How are you going about to predict categories of images from a test directory? One option is to use a loop and grab files one by one, but this seems slow. A better idea is to use a generator and them let the files flow through it in batches. In a test directory we don’t have subdirectories (we don’t know the classes), but this method in keras does require you to have subdirectories. As a quick fix, what I do is copy the test folder into a pretest folder, and then point the generator to pretest. And it does work well.
But is there any less hackish way of efficiently calculating a large number of predictions from a directory? (I’m at lesson 4, and having a try at the fisheries competition) I also want to avoid loading everything into an X_test array and feeding it to the model, as I guess that would be less efficient.
Try dask array and dask delayed for processing image -> np array.
For prediction, you don’t need to worry about augmentation (usually).
You can actually run model.predict(X) directly on a dask array IIRC.

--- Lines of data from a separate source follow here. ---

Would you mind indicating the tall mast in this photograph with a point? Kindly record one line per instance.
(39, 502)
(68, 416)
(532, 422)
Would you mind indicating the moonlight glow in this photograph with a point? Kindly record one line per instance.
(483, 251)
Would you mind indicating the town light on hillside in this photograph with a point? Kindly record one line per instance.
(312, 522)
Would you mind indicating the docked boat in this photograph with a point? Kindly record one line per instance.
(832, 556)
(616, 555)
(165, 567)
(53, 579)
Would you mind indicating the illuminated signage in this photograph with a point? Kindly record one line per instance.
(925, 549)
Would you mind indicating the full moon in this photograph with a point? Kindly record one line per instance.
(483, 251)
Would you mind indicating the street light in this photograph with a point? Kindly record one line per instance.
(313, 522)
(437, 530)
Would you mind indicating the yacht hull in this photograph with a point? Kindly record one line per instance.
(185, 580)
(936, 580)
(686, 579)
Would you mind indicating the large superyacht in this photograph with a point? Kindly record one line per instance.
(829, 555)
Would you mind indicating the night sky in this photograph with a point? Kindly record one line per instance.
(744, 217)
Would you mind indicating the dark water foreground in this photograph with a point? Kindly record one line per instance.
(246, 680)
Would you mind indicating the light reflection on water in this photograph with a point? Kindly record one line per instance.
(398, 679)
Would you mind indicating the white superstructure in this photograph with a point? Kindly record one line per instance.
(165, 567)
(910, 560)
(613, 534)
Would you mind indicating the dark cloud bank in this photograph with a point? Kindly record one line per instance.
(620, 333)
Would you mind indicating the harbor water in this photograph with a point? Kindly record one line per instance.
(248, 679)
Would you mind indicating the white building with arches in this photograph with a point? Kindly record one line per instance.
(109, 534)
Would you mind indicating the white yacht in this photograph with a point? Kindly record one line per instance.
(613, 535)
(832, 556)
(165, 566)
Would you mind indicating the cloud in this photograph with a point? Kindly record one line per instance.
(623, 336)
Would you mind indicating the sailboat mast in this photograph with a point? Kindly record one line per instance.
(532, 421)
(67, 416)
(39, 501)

That said, it’s a lot easier just to create a subfolder.
import dask.array as da
import numpy as np
from dask.delayed import delayed
from scipy.misc import imread, imresize
from glob import glob
sharks = glob('/data/the-nature-conservancy-fisheries-monitoring/train/SHARK/*')
@delayed
def preproc(fp):
img = imread(fp)
return imresize(arr=img, size=(256,256))
dsets = [da.from_delayed(preproc(fp), shape=(256,256,3), dtype=np.float32) for fp in sharks]
# you can now treat this almost like a normal array
# e.g. In model.predict()
a = da.stack(dsets)
a.shape